The Eurofighter 2000 has a canard configuration, meaning that the 'tail' is mounted forward of the main wings. This is inherently unstable, for the following reason:
In a normal fighter, the all-moving tail is used to pitch the aircraft up and down. Deflecting the tail down gives it a negative angle of attack, and thus a downward force, which turns the whole aircraft nose-up. As this happens, the initial deflection of the tail is offset by the overall motion of the aircraft, and so the pitching force is reduced, as the aircraft moves to a higher, stable angle of attack. If the tail is at the front, it is turned upwards to create a nose-up pitch, and the resulting motion increases the force on the canard, so then in order to stabilize the higher AoA, the canards must be deflected entirely the other way, or the whole aircraft will pitch up into a stall.

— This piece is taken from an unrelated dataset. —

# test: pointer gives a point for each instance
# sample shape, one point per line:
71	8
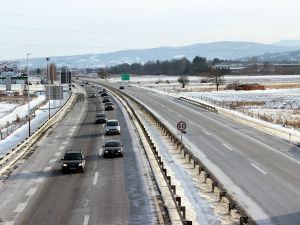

The advantages of the canard are that it is never in the wake of the wing, and so retains its effectiveness at high angles of attack. A canard configured airplane can have less afterbody (tail-end) drag than an equivalent aft-tailed version. The canard can be smaller than a tail would need to be, as demonstrated in the 2000's tiny 25.9 sq. ft. canard area.
Only now, with the advent of digital flight control systems (DFCS) can the canard be used as a means of control. Even so, a spokesman for the company which pioneered unstable, computer controlled fighters is reported to have said: "In the view of General Dynamics, the optimum location of a canard is on somebody else's airplane."
In spite of this obvious difference, detractors have described the Eurofighter 2000 as 'F-16 Plus'. In the same weight class as General Dynamics' (now Lockheed Fort Worth) successful fighter, the Eurofighter has a much larger wing, at 165 ft., and with two 90 kN (kilo Newton) engines, compared to F-16's single 122 kN, the Eurofighter has more power for maneuvering.
The Eurofighter will have a variable shape mission adaptive wing (MAW), using slats and flaps.
The fighter will have a 'glass cockpit' of modern design, with three MFDs. Most versions will have a helmet mounted targeting system, and direct voice input (DVI) for non-critical functions."